Há um mês a eternidade.
Condensada em dias e paredes,
em olhos que se olharam.

E nada mais é irreal:
agora tudo é certeza.

terça-feira, 19 de novembro de 2013

Eu só quero ter você quando
não mais quiser ter...
Deste modo terei você e a mim. Só assim.

Do que adianta o eterno bater e o não abrir?
E pra que correr aqui e ali sem nunca se perder?

Então, eu só quero ter você quando
não mais quiser ter...
Que melhor motor pra se fazer pensar nas
incoerências da vida do que uma inusitada chuva matutina? 
Daquelas que acontecem em meio a uma ensolarada manhã e em segundos encharca seu pé, suas costas, a calçada, o cachorro, a paciência... E o curioso é que nem parece molhar, de tão mansinha que é.
E neste exato momento se confirma aquilo que já sabia:  Há algo errado e você tem que admitir. E é inevitável que depois disso comece a descida ou a subida - o sentido é o que menos importa: é um saco uma ou outra coisa mesmo. 
Quando a coisa está esquisita tudo faz pensar: a torrada mal feita em cima da mesa e os quilos a mais que ganhou, como um raio, nas últimas semanas. E agora essa chuva repentina que transforma um dia de sol num troço meio amorfo, abafado e que não é nem bonito nem feio.  Como minha vida agora, então.....

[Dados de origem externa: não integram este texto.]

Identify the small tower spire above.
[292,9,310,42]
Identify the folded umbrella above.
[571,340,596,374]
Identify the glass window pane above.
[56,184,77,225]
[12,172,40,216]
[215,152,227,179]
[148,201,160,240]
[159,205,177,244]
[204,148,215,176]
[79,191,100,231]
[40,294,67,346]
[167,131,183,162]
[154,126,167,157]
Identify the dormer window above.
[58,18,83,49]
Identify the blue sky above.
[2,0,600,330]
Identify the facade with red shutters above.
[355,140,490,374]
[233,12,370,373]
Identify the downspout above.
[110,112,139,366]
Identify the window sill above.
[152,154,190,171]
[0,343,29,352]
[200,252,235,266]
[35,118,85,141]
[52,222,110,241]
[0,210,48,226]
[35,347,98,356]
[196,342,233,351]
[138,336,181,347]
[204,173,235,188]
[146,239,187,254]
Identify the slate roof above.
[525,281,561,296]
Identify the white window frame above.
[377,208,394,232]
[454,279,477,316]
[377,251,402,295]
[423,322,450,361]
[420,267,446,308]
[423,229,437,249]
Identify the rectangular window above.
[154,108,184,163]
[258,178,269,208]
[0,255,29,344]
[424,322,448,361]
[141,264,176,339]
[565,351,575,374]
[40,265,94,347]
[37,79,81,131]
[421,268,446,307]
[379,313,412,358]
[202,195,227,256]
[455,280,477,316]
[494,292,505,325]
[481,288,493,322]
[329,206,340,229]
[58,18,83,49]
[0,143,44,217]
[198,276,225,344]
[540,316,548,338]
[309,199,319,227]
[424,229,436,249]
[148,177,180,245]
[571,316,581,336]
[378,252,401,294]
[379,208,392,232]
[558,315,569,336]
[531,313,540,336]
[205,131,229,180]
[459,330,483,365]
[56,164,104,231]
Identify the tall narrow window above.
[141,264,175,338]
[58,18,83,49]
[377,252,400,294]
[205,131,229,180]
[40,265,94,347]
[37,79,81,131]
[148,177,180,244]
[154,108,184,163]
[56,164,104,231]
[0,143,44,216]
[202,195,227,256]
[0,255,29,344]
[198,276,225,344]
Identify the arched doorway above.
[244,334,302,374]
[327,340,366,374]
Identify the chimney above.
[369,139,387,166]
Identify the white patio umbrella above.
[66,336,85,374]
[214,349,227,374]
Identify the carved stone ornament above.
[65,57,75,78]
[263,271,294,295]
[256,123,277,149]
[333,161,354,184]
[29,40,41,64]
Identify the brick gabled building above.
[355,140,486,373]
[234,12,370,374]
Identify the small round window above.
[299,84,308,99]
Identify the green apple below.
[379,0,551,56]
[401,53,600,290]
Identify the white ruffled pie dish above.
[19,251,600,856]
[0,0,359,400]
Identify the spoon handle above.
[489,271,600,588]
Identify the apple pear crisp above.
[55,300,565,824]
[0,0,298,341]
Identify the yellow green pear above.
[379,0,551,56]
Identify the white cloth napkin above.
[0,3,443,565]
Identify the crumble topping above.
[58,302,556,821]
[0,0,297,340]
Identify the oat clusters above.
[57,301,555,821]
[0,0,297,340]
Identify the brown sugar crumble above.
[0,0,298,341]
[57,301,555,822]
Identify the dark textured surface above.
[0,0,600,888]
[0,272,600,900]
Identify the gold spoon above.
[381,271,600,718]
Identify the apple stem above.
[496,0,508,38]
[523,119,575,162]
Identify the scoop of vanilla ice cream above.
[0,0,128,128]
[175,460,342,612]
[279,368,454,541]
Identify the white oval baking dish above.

segunda-feira, 18 de novembro de 2013

Encontrando sons em mim
como quando alguém encontra som
em cordas novas
que vibram. Vibram
e é bonito o som. 
Procurando harmonia em mim
como quando se afina um instrumento 
e toca. Cada acorde tem seu som
e cada nota uma história numa pauta.

E a música que tocar 

é a mesma que irei dançar.
E a música que sair 
é a mesma que irei ouvir.

Procurando meu caminho

como quando alguém procura algo 
que o leve ou o traga de volta.
E também um silêncio novo ou
mesmo velho pra ouvir.
uma nota dissonante ou mesmo pura pra calar.
Eu em silêncio ou som estarei ali
entre mi e si e sol 
e lá.
E a vida quis de novo que fosse igual
mas diferente com você.
Que fosse longe mas que houvesse
o muito perto com você.
Que fosse claro mas que tivesse sempre
o dúbio com você.
Que fosse fogo mas que eu sentisse
o mais gelado com você.
Que fosse rápido mas aqui dentro
o infinito com você.
Que fosse tudo mas ainda um
enorme vácuo com você.
Que encontrasse mas que de novo aprendesse
 a ir perdendo com você.
Que fosse assim só um clarão
de um segundo com você.

quinta-feira, 14 de novembro de 2013


Vou
    um pouco
            embora
                quando me calo.  

Quando

     deixo pra depois
                      as urgências            
                                      em mim.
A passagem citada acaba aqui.